Demanded if he felt the dollar was too high against other currencies, making it harder to export US products, Trump said a firm dollar “is a beautiful thing in a way but it makes it very hard to compete.”
Kudlow told reporters earlier Friday that the dispensation had a White House meeting last week and ruled out intervening in currency markets to weaken the dollar. But in his comments with newsmen, Trump seemed to still leave the door open to such a move which could violate commitments the Synergetic States has made with other major economies not to manipulate currencies to gain trade advantages.
On Friday, as well issuing its first of three estimates of growth in the April-June quarter, the government reported that by one measure, the economy grew more slowly in 2018 than it had time past estimated. As part of its annual revisions to GDP, the government downgraded its estimate for 2018 growth from 3% to 2.5%.
Trump had again boasted of the now-downgraded 3% fourth-quarter-over-fourth-quarter GDP figure for 2018 as evidence that his policies have invigorated the economy.
For the January-March cantonment, a narrower trade deficit and a surge in business restocking had contributed 1.3 percentage points to the 3.1% annual acquire. But economists had cautioned that this strength was likely to be temporary.
For the second half of this year, economists say they consider GDP will grow at a modest annual rate of 2% or slightly lower, leading to growth for the full year of encircling 2.5%.
That would be a disappointment to the Trump administration which is forecasting that Trump’s economic policies of tax cuts, deregulation and tougher transact enforcement will lift the US economy to sustained gains in coming years of 3% or better.

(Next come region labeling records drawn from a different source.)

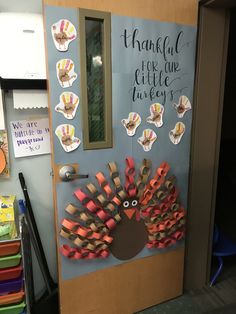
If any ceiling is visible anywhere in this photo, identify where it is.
[0,0,42,13]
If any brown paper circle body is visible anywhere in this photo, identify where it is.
[110,200,148,260]
[0,148,6,174]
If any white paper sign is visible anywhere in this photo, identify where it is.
[10,118,51,158]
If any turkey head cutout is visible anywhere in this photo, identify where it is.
[110,198,148,260]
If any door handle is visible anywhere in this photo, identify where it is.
[59,165,88,181]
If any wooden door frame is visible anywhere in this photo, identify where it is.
[184,0,236,290]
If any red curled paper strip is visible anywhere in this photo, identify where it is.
[137,159,151,198]
[108,161,123,192]
[60,244,109,259]
[125,157,137,197]
[95,172,112,198]
[141,162,170,205]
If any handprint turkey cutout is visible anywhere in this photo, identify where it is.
[138,129,157,152]
[55,124,81,153]
[60,157,186,260]
[121,112,141,136]
[56,59,77,88]
[147,103,164,128]
[169,122,185,145]
[51,19,76,51]
[173,95,192,118]
[55,92,79,119]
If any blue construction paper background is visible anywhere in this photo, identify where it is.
[45,6,196,280]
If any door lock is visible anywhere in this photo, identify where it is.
[59,165,88,181]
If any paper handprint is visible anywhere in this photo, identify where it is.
[121,112,141,136]
[55,92,79,119]
[173,95,192,118]
[169,122,185,145]
[147,103,164,128]
[51,19,76,51]
[55,124,81,153]
[56,59,77,88]
[138,129,157,152]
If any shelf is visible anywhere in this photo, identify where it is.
[0,77,47,90]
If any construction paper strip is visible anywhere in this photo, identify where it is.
[95,172,112,198]
[137,159,151,198]
[125,157,137,197]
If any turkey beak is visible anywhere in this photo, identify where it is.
[124,208,135,219]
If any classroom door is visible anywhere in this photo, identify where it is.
[44,1,196,314]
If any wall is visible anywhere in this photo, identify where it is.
[0,92,57,294]
[0,0,57,295]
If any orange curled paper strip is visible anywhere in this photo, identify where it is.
[0,148,7,174]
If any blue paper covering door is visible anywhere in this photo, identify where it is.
[45,6,196,280]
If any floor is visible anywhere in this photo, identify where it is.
[137,257,236,314]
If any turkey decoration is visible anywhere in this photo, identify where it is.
[60,157,186,260]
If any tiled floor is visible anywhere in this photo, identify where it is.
[137,257,236,314]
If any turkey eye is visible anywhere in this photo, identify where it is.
[123,201,129,207]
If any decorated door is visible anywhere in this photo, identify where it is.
[44,1,196,314]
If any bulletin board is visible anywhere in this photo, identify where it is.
[42,2,196,313]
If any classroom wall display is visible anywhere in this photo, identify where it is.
[51,19,76,51]
[55,92,79,120]
[55,124,81,152]
[173,95,192,118]
[10,118,51,158]
[45,6,196,280]
[0,130,10,178]
[56,59,77,88]
[121,112,141,136]
[147,103,165,128]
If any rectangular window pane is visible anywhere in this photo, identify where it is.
[85,18,105,142]
[79,9,112,149]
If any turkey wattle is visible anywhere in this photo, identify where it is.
[60,157,185,260]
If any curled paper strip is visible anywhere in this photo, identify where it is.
[169,122,185,145]
[121,112,141,136]
[138,129,157,152]
[56,59,77,88]
[147,103,164,128]
[51,19,76,51]
[173,95,192,118]
[55,92,79,119]
[55,124,81,153]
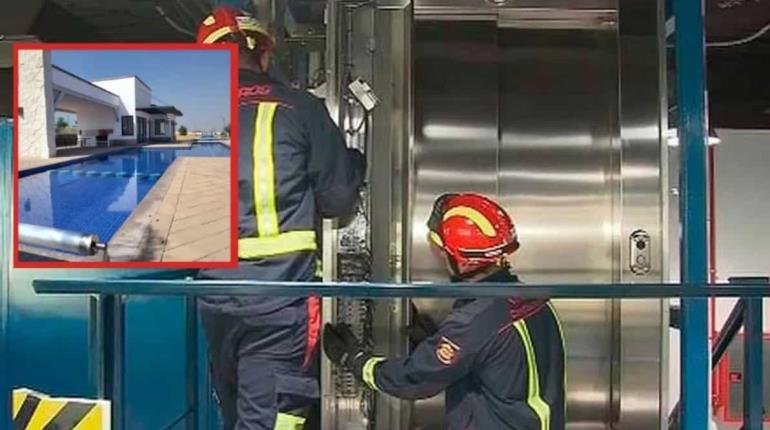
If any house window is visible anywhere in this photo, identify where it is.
[120,115,134,136]
[155,119,166,135]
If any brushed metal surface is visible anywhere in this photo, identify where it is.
[408,5,665,430]
[499,29,619,429]
[615,0,668,428]
[409,21,499,430]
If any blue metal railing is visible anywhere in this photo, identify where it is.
[32,278,770,298]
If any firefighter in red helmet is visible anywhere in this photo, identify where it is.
[323,193,565,430]
[197,6,365,430]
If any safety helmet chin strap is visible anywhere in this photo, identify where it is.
[446,254,511,282]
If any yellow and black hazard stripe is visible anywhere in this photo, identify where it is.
[12,388,110,430]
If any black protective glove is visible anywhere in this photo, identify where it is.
[323,323,371,379]
[405,304,438,349]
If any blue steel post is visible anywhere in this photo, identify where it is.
[674,0,710,430]
[0,118,13,427]
[743,299,764,430]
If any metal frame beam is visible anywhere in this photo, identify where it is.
[674,0,711,430]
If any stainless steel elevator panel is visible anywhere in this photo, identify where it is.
[406,1,665,429]
[499,29,618,429]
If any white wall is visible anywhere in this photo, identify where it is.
[51,68,120,107]
[56,94,120,139]
[93,77,138,140]
[19,49,56,158]
[669,129,770,424]
[135,81,152,108]
[714,130,770,333]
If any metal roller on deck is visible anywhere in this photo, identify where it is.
[19,224,107,255]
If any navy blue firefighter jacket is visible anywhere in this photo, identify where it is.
[363,269,565,430]
[199,70,366,315]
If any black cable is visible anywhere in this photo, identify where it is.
[161,407,195,430]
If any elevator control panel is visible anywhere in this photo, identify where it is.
[348,78,380,112]
[629,229,652,276]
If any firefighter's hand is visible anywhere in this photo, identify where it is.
[323,324,366,370]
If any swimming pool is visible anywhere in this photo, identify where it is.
[19,142,230,247]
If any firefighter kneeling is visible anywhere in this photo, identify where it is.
[323,194,565,430]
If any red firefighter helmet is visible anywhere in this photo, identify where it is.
[428,193,519,275]
[196,5,275,51]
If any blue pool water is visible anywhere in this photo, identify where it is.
[19,142,230,242]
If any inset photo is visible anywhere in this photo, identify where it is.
[14,44,237,268]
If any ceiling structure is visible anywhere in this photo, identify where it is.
[0,0,770,128]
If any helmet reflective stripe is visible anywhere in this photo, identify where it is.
[444,206,497,237]
[203,27,232,43]
[429,231,444,248]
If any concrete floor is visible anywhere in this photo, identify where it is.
[108,157,230,262]
[19,140,230,262]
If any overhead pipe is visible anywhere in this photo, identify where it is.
[19,223,107,256]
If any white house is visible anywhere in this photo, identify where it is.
[18,50,182,158]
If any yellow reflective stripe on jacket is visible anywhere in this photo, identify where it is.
[513,320,551,430]
[238,230,317,260]
[548,301,567,414]
[362,357,385,391]
[273,412,305,430]
[253,103,278,237]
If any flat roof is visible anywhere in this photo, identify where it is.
[94,75,152,91]
[136,105,184,116]
[51,64,120,98]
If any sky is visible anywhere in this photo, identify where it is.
[51,50,230,131]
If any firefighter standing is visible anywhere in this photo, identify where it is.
[198,7,365,430]
[323,194,565,430]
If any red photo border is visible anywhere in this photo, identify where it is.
[13,42,238,269]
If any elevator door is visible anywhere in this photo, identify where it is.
[410,15,620,430]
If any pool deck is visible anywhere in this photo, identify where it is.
[19,141,198,170]
[108,157,230,262]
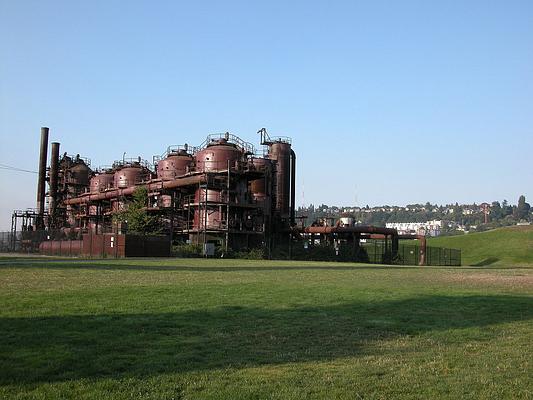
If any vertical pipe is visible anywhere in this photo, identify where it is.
[50,142,59,227]
[37,126,48,229]
[291,149,296,226]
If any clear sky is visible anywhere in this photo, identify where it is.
[0,0,533,229]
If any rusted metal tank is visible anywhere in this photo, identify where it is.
[268,141,291,218]
[250,157,272,201]
[193,209,223,229]
[157,194,172,208]
[157,150,194,181]
[196,139,243,172]
[194,188,224,203]
[113,165,146,189]
[90,172,114,193]
[70,156,92,186]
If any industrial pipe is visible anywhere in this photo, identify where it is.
[65,174,207,205]
[49,142,59,224]
[37,126,48,229]
[291,149,296,226]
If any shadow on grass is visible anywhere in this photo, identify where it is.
[472,257,500,267]
[0,259,470,272]
[0,296,533,384]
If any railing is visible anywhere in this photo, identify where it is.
[194,132,255,154]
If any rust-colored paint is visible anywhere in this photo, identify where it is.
[89,172,114,193]
[157,150,194,181]
[196,139,243,172]
[268,142,291,218]
[65,174,206,205]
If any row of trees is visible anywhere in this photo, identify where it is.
[297,195,533,229]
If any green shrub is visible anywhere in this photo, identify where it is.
[172,244,202,258]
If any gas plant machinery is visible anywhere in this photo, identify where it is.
[35,128,296,250]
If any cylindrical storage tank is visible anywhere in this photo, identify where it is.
[193,209,222,229]
[113,165,145,189]
[111,200,126,213]
[70,159,92,186]
[196,139,242,172]
[268,141,291,217]
[157,150,194,181]
[90,172,114,193]
[250,157,272,201]
[194,188,223,203]
[157,194,172,208]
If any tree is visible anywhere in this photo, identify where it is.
[114,186,161,235]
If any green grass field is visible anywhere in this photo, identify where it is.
[0,258,533,399]
[428,225,533,266]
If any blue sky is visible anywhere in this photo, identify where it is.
[0,0,533,229]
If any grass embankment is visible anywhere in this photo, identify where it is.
[0,259,533,399]
[428,226,533,266]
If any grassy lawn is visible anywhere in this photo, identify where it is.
[0,258,533,399]
[428,225,533,266]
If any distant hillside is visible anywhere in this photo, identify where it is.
[428,226,533,266]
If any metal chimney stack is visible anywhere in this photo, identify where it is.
[37,126,49,229]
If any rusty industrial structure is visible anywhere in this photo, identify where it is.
[4,127,460,265]
[25,128,296,255]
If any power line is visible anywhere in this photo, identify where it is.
[0,164,38,174]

Trump often cites the control’s performance at his campaign rallies, saying his policies have lifted the economy out of a decade-long slowdown he blames on the wrongheaded principles pursued by the Obama administration.
While economists see the tax cut Trump pushed through Congress in late 2017 as a key factor raising growth last year, they expect the impact of those cuts to fade this year. Most weigh it would leave the economy growing close to the annual average of 2.3% that has prevailed since this augmentation began in June 2009.
The recovery this month became the longest in US history, one month longer than the 10-year development of the 1990s. Still, the 2.3% average annual growth rate is the weakest for any recovery in the post-World War II period. Most economists say the uninterested pace reflected the severity of the 2007-2009 recession as well as such long-term trends as the retirements of the baby boomers and slowing wage-earner productivity.
Mark Zandi, chief economist at Moody’s Analytics, said he foresees annual GDP growth this year of 2.5% prior to a slowdown to 1.7% in 2020.
“The benefits of the 2017 tax cuts are largely played out,” Zandi said. “I think going forward that set-back risks are high, especially if something major goes off the rails such as a resurgence of the trade war or a bad exit by Britain from the European Syndicate.”